No — Saudi Arabia has not issued a formal declaration of war and has not launched offensive strikes against Iran using its own forces. Under international humanitarian law, however, co-belligerency does not require a formal declaration; the Chatham House framework, based on ICRC criteria, establishes that a state becomes a co-party through its acts, specifically by hosting offensive strike platforms that sortie against an adversary. The distinction between declared war and operational co-belligerency is legally meaningful for Saudi domestic politics but irrelevant under IHL for determining whether Saudi military installations are lawful targets.

Could Saudi Arabia lose its MNNA status over the Taif decision?

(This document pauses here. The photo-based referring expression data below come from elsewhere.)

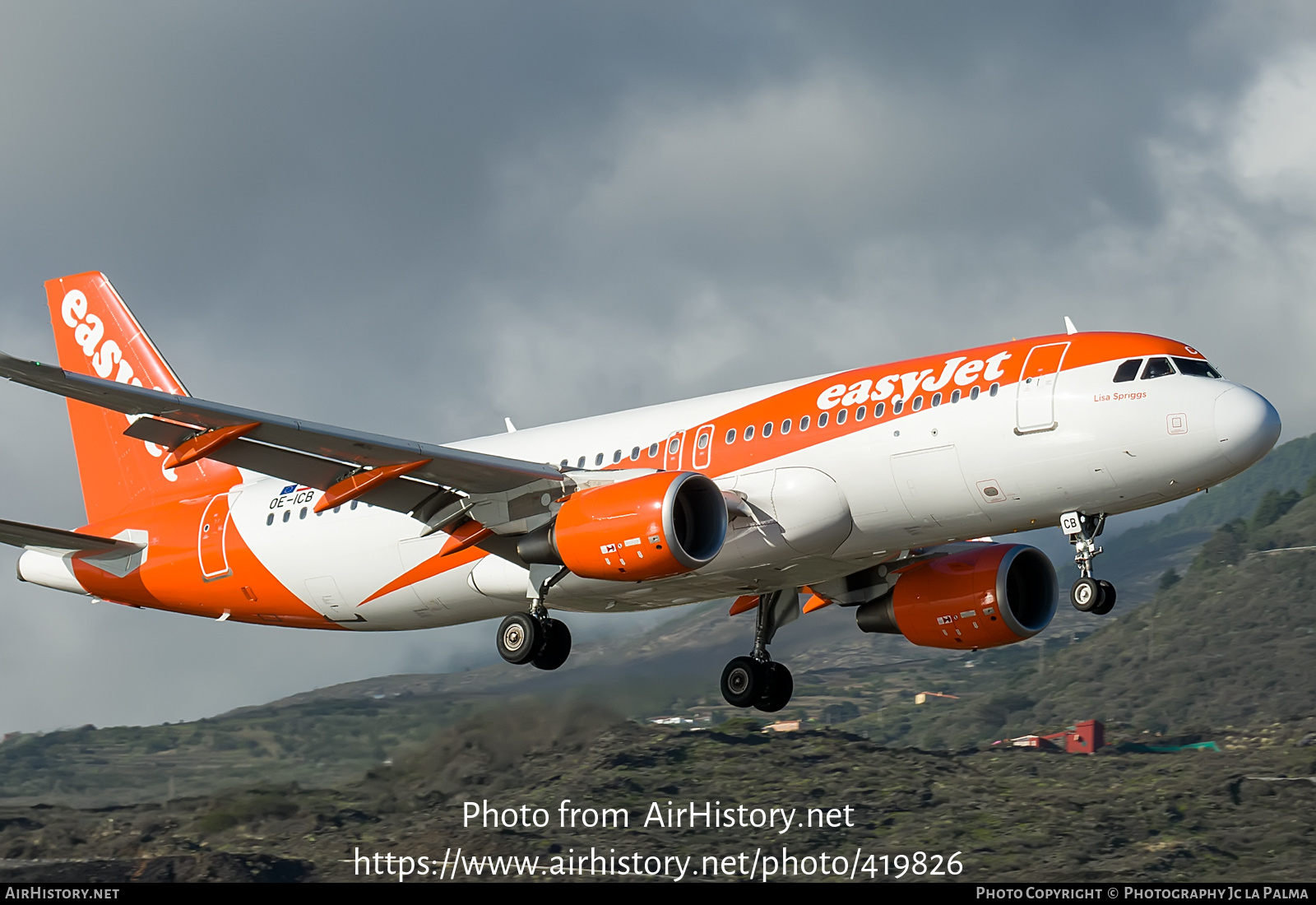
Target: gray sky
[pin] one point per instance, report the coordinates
(418, 219)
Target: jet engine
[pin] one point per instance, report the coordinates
(653, 527)
(987, 596)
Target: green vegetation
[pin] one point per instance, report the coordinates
(1223, 652)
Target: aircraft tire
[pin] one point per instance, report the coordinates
(519, 637)
(1086, 595)
(780, 688)
(743, 681)
(557, 646)
(1107, 597)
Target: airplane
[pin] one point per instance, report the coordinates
(874, 488)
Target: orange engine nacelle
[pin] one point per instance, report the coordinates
(655, 527)
(993, 595)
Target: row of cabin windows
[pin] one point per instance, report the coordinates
(860, 415)
(287, 513)
(1160, 367)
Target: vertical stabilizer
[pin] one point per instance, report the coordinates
(98, 336)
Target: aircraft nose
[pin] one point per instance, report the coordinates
(1247, 425)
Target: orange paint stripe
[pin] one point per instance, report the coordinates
(815, 603)
(436, 564)
(349, 488)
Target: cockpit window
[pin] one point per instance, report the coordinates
(1195, 369)
(1157, 367)
(1128, 370)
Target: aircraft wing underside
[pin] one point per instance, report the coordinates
(296, 450)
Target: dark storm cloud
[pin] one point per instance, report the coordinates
(419, 217)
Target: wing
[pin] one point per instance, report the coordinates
(405, 475)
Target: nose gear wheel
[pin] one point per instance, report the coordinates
(756, 680)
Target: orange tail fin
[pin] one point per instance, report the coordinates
(98, 336)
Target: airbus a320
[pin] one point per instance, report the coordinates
(874, 488)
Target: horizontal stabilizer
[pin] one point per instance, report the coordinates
(20, 534)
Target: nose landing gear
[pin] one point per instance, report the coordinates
(756, 680)
(1089, 595)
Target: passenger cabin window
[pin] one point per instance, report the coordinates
(1157, 367)
(1128, 370)
(1197, 369)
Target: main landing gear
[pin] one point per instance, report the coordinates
(1089, 595)
(756, 680)
(536, 637)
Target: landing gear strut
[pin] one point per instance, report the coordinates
(1089, 595)
(756, 680)
(536, 637)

The question is backwards. The MNNA designation, granted in November 2025, was part of the political architecture that made the Taif decision possible, not a status endangered by it. MNNA provides priority access to surplus US defence equipment, eligibility for cooperative R&D with the Pentagon, and the ability to host US-owned military stockpiles outside US facilities — the last of which is directly relevant to Taif’s expanded role. The risk to Saudi Arabia is not losing MNNA status but discovering that MNNA status is the ceiling of what Washington is prepared to offer, even after Riyadh accepted co-belligerent risk. Congressional resistance to a binding mutual defence treaty with Saudi Arabia predates the war and has not diminished since February 28.

Is Taif actually beyond Iranian strike range?

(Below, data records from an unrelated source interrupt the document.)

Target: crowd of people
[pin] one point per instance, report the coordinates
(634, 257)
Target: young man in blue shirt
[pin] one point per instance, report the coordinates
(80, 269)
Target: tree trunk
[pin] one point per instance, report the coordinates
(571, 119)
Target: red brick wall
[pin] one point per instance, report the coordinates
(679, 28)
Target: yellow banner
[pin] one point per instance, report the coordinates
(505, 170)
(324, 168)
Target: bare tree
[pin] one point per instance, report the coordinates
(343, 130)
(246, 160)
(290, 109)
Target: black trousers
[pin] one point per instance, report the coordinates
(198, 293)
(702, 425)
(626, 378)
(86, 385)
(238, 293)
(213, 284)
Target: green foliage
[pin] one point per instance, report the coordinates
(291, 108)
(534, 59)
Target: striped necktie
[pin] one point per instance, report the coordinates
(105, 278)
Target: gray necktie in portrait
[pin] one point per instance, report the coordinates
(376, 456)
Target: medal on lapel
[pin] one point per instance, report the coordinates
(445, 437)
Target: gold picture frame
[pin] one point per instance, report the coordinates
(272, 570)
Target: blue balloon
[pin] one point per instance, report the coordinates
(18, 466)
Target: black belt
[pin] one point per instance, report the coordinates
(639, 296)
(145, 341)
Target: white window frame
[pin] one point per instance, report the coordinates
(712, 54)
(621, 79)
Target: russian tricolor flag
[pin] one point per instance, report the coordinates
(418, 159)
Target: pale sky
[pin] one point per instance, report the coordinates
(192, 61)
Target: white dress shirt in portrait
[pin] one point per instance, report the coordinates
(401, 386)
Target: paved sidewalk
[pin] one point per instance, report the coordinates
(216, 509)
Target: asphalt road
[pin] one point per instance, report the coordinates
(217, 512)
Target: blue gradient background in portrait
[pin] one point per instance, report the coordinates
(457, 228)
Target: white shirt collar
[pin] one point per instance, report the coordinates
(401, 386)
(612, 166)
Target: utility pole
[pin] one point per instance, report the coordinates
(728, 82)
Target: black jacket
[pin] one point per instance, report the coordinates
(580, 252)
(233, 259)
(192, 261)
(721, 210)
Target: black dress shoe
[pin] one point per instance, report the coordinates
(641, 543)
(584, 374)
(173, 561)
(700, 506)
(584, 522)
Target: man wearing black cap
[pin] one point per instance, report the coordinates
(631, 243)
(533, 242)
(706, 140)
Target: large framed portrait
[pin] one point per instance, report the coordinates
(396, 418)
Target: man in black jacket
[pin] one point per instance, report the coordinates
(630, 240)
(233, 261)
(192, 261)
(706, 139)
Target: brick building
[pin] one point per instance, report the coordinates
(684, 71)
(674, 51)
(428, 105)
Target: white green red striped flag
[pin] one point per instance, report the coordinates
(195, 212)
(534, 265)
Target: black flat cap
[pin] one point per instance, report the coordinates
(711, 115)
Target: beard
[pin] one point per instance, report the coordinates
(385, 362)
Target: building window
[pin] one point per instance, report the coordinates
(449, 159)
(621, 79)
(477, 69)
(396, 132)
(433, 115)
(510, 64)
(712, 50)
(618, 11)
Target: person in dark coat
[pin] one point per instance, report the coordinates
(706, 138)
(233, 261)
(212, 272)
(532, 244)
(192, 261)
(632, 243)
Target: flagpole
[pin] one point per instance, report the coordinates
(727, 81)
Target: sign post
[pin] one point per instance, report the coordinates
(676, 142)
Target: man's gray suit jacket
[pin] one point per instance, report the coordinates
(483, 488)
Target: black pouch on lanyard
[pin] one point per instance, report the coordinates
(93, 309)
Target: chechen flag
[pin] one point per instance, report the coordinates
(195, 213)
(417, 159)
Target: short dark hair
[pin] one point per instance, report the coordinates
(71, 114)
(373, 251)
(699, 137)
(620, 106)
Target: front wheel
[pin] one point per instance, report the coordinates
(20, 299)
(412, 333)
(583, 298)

Beyond Shahed drone range, yes — at 1,400 kilometres from the nearest Iranian launch positions, King Fahd Air Base exceeds the operational radius of Iran’s one-way attack drones. But Iran’s ballistic missile arsenal includes the Emad, Sejjil, and Khorramshahr variants with ranges of 1,700 to 2,000 kilometres, all of which can reach Taif. The base’s elevation at 1,477 metres and its position behind the Hejaz mountain range complicate low-altitude drone approaches, but ballistic trajectories are unaffected by terrain. The March 27 PSAB strike demonstrated that Iran can penetrate Saudi and US air defences with ballistic missiles; the failure to secure additional Patriot batteries from Poland means interceptor coverage remains stretched thin. Taif is safer than PSAB against drones, but against ballistic missiles the margin is narrower than the distance alone suggests.

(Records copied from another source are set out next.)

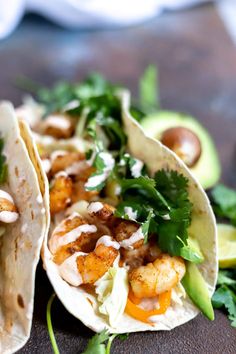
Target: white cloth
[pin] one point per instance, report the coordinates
(86, 13)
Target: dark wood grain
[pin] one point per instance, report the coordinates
(197, 63)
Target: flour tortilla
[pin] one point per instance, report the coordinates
(203, 228)
(21, 243)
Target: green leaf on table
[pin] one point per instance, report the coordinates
(148, 89)
(96, 345)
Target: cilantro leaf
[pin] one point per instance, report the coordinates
(146, 187)
(3, 165)
(148, 89)
(224, 202)
(173, 233)
(104, 164)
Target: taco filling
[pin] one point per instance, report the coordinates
(124, 228)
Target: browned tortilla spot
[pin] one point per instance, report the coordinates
(16, 172)
(20, 301)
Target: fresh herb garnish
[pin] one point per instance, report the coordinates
(224, 202)
(163, 208)
(225, 294)
(101, 343)
(93, 98)
(3, 165)
(49, 324)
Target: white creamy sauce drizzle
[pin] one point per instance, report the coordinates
(136, 168)
(61, 174)
(135, 237)
(76, 168)
(69, 270)
(8, 216)
(166, 217)
(57, 153)
(80, 207)
(109, 162)
(94, 207)
(46, 165)
(24, 227)
(117, 190)
(5, 195)
(39, 199)
(71, 236)
(95, 181)
(57, 121)
(132, 214)
(2, 231)
(108, 242)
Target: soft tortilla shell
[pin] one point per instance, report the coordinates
(21, 243)
(203, 228)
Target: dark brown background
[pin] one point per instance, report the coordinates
(197, 63)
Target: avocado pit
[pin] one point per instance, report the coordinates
(184, 143)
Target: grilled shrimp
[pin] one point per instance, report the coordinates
(135, 258)
(62, 160)
(128, 233)
(94, 265)
(8, 210)
(79, 192)
(60, 193)
(157, 277)
(101, 211)
(60, 126)
(72, 235)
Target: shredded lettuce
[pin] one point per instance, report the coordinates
(112, 290)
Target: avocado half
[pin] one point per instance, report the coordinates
(207, 169)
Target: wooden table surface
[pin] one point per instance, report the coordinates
(197, 63)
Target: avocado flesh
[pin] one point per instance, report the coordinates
(197, 290)
(207, 169)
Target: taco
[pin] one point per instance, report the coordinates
(132, 242)
(23, 224)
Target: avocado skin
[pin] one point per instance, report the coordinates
(207, 169)
(196, 288)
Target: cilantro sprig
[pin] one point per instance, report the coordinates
(100, 343)
(163, 208)
(225, 294)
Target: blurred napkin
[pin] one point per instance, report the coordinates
(86, 13)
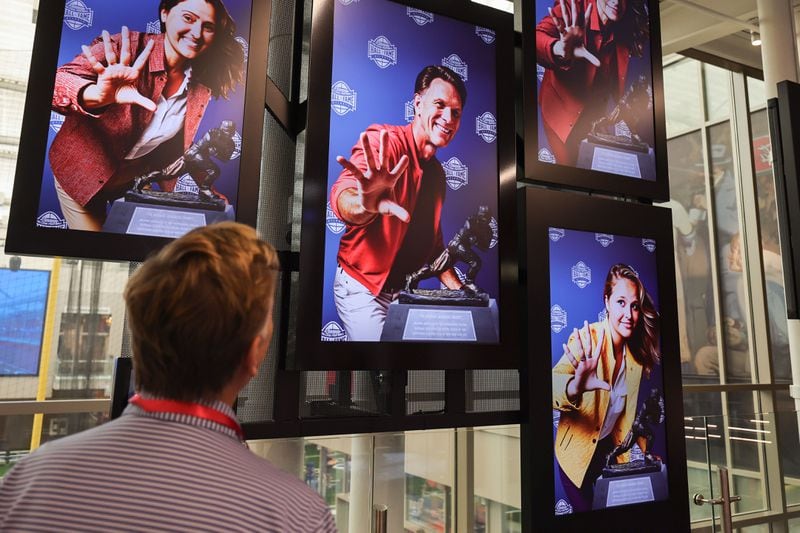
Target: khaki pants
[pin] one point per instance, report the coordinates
(78, 216)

What would it take for Saudi Arabia to return to neutral status?

Under the Chatham House framework, co-party status attaches based on a state’s acts, not its declarations. Saudi Arabia would need to revoke US access to King Fahd Air Base, cease hosting any offensive strike operations from its territory, and demonstrably end its operational support for coalition combat sorties — not merely announce a policy change, but implement one verifiable through the absence of continued operations. Even then, the legal position is debated: some scholars argue that co-party status, once established, persists for the duration of the conflict regardless of subsequent changes in behaviour, because the supporting state’s earlier actions already contributed to the conduct of hostilities. The practical obstacle is simpler: having accepted co-belligerent risk and absorbed the Iranian targeting that follows from it, the incentive structure for MBS now points toward deeper engagement, not withdrawal. Retreat would deliver the costs of co-belligerency without the potential benefits of a favourable post-war settlement.